Dan beberapa bagian dalam novel tak muncul di layar.
Tapi beberapa bagian pengganti/tambahan sempat muncul dan agak
mengejutkan. Ada beberapa dialog baru yang segar yang diambil
dari khasanah bahasa para remaja. Di sana muncul juga humor baru
yang hadir dari pengadeganan dan kekuatan gambar -- yang pada
novelnya tak begitu terasa. Itulah memang kelebihan media film.
Bobby Sandi (30-an tahun), sutradaranya (lihat box) mengaku
tidak mendekati novel itu sebagai karikatur. Akibatnya watak
keduanya menjadi berbeda. Film itu hampir hanya menjadi film
percintaan para remaja sebagaimana yang banyak diproduksi
akhir-akhir ini. Memang ia menjadi manis, tapi agak cengeng.
Tak semua adegan-adegan tambahan terangkat dengan baik.
Misalnya, flash back yang dimaksud sutradara untuk menggambarkan
betapa mendalamnya sudah percintaan antara Arjuna (Herman
Felani) dan sekretaris Pergiwati (Anna Tairas). Selain terlalu
panjang -- hanya agar lagu tema selesai dinyanyikan -- juga
tidak efektif, walaupun penting sebagai transisi menjelang
klimaks cerlta.
Akhir cerita juga terasa berkepanjangan. Akan lebih baik kalau
film itu berakhir pada waktu Arjuna -- setelah memergoki Papinya
berciuman dengan sekretarisnya dan berlari cukup lama --
berhenti di gardu polisi lalulintas dan menghela napas setop.
Tak perlu terdengar kembali ucapan-ucapan bekas pacar, ketiga
cewek dan gurunya yang berpetuah.
Adegan ketika ketiga cewek tadi, yaitu Setyowati (Dian Tanjung),
Arimbi (Ita Mustafa) dan Anggraeni (Lidya Kandouw) datang
berbareng ke rumah Arjuna terasa janggal. Adegan itu sangat
karikatural, namun Sandi terpaksa memasukkannya. Sedang dia
sendiri ingin menjauhi karikatur tadi yang memang tercermin
dalam novel.
Lagu Untuk Sebuah Nama (Ebiet G. Ade) yang pernah menjadi hit,
sebagai lagu tema -- menggantikan lagu The Beatles yang
disarankan novel -- memang sesuai dengan sikap sutradara. Tapi
toh lagu pilihannya itu terasa hanya sebagai tempelan saja.

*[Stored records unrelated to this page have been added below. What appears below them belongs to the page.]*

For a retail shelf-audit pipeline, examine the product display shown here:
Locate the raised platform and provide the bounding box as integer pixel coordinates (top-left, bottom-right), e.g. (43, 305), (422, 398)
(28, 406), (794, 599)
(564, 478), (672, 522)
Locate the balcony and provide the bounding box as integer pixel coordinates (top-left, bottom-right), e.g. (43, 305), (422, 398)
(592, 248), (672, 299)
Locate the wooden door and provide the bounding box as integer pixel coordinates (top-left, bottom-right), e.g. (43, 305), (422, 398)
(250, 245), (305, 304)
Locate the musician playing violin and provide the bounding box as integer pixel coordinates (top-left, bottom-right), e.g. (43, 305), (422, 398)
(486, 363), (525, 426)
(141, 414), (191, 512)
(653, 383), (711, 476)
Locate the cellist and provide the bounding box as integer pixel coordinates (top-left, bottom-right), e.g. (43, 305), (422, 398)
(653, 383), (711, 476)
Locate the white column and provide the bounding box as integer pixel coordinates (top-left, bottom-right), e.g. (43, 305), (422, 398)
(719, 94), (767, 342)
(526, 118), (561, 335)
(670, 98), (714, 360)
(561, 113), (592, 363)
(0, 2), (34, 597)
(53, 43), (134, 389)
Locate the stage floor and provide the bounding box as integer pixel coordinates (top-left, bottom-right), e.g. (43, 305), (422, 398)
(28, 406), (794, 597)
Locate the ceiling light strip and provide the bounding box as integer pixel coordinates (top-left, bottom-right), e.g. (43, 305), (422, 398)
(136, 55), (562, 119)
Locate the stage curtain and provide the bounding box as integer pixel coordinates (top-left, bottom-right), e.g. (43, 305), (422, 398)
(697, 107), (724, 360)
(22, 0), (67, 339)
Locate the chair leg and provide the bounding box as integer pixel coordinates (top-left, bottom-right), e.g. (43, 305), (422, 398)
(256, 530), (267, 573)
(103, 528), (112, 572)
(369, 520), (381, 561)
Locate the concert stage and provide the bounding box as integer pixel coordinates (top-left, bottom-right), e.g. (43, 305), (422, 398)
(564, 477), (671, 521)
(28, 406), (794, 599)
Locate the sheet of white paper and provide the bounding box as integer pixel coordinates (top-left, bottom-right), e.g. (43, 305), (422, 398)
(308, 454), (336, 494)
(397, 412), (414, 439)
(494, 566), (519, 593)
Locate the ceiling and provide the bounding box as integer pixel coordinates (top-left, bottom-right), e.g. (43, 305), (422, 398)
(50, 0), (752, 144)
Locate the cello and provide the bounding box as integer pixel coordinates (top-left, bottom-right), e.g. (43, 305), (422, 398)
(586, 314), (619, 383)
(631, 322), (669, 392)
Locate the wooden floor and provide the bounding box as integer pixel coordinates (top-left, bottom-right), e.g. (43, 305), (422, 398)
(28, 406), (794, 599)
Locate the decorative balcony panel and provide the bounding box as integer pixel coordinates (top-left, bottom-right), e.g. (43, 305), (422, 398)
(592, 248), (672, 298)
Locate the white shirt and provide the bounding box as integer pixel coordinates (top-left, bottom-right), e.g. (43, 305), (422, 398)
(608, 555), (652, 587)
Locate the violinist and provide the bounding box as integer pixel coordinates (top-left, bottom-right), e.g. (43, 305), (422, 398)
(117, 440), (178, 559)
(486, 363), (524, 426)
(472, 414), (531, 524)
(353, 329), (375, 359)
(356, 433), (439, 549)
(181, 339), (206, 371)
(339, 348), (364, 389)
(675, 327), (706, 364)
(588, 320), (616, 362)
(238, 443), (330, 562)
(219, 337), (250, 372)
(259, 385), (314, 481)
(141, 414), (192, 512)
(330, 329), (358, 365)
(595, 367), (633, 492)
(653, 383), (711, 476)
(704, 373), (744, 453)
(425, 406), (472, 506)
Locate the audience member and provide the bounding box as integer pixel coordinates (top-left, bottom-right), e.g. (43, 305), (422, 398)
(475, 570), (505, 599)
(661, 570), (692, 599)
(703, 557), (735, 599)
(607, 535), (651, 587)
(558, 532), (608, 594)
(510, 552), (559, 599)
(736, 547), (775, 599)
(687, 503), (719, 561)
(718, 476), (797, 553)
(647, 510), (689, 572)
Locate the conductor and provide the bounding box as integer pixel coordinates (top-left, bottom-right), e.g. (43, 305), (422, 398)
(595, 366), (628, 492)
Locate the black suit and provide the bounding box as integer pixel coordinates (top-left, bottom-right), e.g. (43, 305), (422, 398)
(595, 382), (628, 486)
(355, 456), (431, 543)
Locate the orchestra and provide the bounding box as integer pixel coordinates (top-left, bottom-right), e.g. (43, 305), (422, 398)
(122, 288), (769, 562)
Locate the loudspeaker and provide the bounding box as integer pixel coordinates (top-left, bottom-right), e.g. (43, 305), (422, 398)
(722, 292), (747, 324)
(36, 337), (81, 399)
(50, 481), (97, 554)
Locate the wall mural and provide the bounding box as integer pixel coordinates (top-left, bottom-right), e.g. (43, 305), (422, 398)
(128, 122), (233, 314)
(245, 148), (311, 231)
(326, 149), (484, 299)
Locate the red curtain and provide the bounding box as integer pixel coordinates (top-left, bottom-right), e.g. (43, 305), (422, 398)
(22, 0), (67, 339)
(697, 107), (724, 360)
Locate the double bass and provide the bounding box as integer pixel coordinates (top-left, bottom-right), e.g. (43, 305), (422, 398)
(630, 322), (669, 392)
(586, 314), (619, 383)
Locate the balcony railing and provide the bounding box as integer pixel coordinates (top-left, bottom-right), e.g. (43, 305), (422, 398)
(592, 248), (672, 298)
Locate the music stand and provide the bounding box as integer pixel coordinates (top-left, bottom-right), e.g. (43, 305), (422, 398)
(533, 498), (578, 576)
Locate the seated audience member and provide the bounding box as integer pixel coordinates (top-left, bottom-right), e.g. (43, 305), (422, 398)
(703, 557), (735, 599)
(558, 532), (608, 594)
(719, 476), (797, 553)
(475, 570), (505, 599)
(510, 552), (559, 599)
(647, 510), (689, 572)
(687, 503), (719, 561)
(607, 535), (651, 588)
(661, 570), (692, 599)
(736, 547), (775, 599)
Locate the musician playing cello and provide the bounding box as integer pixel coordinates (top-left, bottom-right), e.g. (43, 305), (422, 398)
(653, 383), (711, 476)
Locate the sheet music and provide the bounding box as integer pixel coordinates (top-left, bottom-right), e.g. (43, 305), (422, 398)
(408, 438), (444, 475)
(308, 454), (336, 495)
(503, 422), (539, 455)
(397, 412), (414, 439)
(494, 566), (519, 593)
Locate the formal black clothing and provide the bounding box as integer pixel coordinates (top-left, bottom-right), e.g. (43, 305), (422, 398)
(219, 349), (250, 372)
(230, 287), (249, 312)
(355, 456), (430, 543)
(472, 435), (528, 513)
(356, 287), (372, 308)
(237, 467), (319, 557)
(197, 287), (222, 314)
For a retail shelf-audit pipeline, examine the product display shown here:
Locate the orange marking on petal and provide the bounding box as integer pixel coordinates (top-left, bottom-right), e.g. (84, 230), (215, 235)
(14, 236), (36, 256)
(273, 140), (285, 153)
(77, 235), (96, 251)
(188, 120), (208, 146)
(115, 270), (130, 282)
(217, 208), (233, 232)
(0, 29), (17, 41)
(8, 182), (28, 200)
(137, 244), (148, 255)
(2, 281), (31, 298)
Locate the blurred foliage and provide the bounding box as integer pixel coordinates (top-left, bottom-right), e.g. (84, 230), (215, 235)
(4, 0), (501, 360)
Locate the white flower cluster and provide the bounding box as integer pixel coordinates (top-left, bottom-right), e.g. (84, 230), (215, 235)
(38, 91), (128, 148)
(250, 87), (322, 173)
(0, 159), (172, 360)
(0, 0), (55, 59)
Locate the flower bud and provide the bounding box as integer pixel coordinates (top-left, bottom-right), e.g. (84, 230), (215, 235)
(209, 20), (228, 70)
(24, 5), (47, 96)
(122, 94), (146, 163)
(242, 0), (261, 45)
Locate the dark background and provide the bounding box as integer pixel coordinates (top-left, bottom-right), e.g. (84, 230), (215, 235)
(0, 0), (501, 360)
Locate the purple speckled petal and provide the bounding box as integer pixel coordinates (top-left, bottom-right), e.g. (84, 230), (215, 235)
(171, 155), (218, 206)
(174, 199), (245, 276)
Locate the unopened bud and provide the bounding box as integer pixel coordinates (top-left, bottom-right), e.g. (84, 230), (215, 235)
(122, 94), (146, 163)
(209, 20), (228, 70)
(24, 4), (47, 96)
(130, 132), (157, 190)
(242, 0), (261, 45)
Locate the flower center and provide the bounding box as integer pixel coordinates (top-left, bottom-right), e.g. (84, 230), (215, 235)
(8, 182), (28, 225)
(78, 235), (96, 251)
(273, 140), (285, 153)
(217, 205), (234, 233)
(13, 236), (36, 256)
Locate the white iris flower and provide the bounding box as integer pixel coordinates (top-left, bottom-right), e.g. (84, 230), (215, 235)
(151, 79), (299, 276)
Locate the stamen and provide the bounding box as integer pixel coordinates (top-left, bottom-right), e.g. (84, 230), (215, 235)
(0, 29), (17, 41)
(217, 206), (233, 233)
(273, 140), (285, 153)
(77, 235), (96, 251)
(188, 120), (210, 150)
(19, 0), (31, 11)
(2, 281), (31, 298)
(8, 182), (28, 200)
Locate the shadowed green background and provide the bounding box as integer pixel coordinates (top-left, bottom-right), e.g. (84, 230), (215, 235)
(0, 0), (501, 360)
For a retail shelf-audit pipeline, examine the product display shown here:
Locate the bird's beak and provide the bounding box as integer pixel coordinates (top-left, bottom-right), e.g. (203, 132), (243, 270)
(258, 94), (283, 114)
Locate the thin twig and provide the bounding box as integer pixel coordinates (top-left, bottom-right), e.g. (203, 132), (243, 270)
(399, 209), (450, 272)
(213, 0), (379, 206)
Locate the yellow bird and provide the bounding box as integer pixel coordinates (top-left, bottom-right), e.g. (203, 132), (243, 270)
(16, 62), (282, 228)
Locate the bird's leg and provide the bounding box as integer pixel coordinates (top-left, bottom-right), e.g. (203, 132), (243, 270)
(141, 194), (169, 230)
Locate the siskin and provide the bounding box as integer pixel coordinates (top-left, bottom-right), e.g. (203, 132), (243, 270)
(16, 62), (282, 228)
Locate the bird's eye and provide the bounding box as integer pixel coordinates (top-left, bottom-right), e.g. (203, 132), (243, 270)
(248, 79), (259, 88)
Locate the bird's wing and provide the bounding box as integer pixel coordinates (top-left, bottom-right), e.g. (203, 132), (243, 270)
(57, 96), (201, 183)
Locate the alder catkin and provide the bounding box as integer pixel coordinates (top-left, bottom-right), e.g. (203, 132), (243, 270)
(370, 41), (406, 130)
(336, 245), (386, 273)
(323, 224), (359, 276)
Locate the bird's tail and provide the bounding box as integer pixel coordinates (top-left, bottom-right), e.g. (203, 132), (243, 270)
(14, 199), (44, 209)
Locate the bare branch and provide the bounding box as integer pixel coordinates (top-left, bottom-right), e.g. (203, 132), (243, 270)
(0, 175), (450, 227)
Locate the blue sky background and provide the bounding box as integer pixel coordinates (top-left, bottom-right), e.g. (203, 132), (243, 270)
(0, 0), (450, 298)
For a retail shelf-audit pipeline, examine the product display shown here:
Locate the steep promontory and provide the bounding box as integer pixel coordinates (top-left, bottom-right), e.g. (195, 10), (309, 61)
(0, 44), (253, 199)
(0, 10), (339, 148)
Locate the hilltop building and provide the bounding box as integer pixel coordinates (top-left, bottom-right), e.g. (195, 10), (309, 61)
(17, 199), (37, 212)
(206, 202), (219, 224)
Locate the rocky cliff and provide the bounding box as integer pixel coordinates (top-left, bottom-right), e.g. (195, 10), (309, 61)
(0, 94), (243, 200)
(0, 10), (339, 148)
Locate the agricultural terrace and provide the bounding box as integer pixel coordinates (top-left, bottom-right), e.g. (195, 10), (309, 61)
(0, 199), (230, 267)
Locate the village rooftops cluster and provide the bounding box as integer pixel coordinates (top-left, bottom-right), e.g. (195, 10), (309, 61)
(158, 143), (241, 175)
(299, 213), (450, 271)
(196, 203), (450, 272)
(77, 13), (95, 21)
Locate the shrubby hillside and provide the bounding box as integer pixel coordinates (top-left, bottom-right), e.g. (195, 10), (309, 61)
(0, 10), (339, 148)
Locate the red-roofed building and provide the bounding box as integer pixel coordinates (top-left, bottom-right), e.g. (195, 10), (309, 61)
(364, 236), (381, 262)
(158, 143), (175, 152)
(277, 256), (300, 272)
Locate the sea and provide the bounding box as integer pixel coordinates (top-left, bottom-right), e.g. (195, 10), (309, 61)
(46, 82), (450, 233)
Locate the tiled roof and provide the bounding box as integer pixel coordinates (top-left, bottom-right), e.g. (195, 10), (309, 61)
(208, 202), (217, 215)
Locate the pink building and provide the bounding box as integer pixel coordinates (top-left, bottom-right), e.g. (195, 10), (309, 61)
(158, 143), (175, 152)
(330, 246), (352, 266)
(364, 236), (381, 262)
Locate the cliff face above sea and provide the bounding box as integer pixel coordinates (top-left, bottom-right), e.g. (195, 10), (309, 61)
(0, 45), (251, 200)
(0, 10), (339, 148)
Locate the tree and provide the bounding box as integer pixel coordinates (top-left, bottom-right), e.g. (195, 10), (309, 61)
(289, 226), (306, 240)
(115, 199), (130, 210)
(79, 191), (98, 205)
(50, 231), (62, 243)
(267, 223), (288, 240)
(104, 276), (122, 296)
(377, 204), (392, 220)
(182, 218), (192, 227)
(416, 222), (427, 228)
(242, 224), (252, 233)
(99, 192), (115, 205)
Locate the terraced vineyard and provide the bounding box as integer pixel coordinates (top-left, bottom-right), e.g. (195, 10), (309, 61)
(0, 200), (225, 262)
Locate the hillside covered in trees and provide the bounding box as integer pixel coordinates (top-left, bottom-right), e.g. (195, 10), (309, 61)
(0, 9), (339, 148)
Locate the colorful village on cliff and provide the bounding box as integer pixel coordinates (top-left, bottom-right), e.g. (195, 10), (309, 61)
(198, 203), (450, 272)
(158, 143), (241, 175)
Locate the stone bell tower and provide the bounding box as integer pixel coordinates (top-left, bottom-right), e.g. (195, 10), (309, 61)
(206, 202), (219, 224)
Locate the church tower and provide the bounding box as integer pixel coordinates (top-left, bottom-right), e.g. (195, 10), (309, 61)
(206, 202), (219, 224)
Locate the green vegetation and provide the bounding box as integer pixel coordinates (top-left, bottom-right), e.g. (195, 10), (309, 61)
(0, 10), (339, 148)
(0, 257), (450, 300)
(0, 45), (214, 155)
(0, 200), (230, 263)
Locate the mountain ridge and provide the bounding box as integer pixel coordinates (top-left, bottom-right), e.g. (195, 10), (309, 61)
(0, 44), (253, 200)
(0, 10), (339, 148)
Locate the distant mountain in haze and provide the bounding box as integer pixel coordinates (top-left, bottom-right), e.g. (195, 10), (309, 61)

Dalam film ada tokoh guru yang siap dengan petuah-petuah. Dalam
novelnya hal semacam itu tak mungkin dijumpai. Namun Kaharuddin
Syah yang memainkan peran tersebut bermain baik dan simpatik --
betapa pun petuahnya menjengkelkan. Apalagi ketika tiba-tiba
nyelonong gambar para "pemuda harapan bangsa" yang berbaris
dengan gagah dalam sebuah upacara bendera. Wah.
Repot memang kalau segala upaya kreatif harus dibebani "pesan
sponsor". Dan sebuah novel memang tak mungkin bisa difilmkan
secara utuh. Tapi secara keseluruhan film ini memberi kesegaran.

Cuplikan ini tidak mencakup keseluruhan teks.